BFL13 wrote:
I was able to pass a wire (after much digging around for a route) from my new receptacle to another receptacle that has both sets of terminals filled, so it is a "middle of the run".
I added the new receptacle's three wires to that, and it is working showing two yellows on my three-light tester, as it should.
So I avoided the wire nut "issue", but I am still not clear on the series vs parallel thing since it seems to me, I have stolen from the next in the run by tapping in like that.
Does it make any difference if you tap in sideways like I did from adding another receptacle to the "run", for what you can draw from the receptacle?
Thanks.
Just so I understand what you mean by series -vs- parallel: Are you calling wires come from the panel, to a receptacle then "split" into 2 wires to feed other receptacles "parallel" as in the wire splits into parallel paths as opposed to one after the other on a single long run?
Regardless, the wire is more than capable of the full rated current of the circuit breaker so no, you cannot "steal" any power by how you wire them.

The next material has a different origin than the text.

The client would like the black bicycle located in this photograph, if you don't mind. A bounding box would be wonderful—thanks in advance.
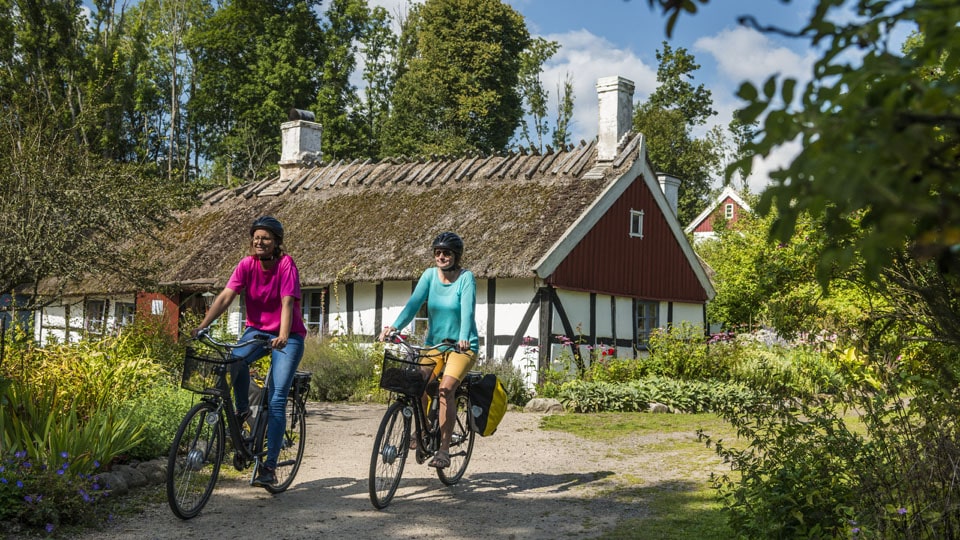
[369,333,480,509]
[167,329,311,519]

Think of this another way: Think of the wires as rope hanging over a cliff and the receptacles as men who are repelling. If you have all three attached to the same rope one below the other, the maximum weight will be felt at the top of the rope. Now if only one guy is suspended from that rope but in turn has 2 different ropes connected to him that have the other guys on them, the load on the top rope is the same. The weak link is always the rope connected to the top.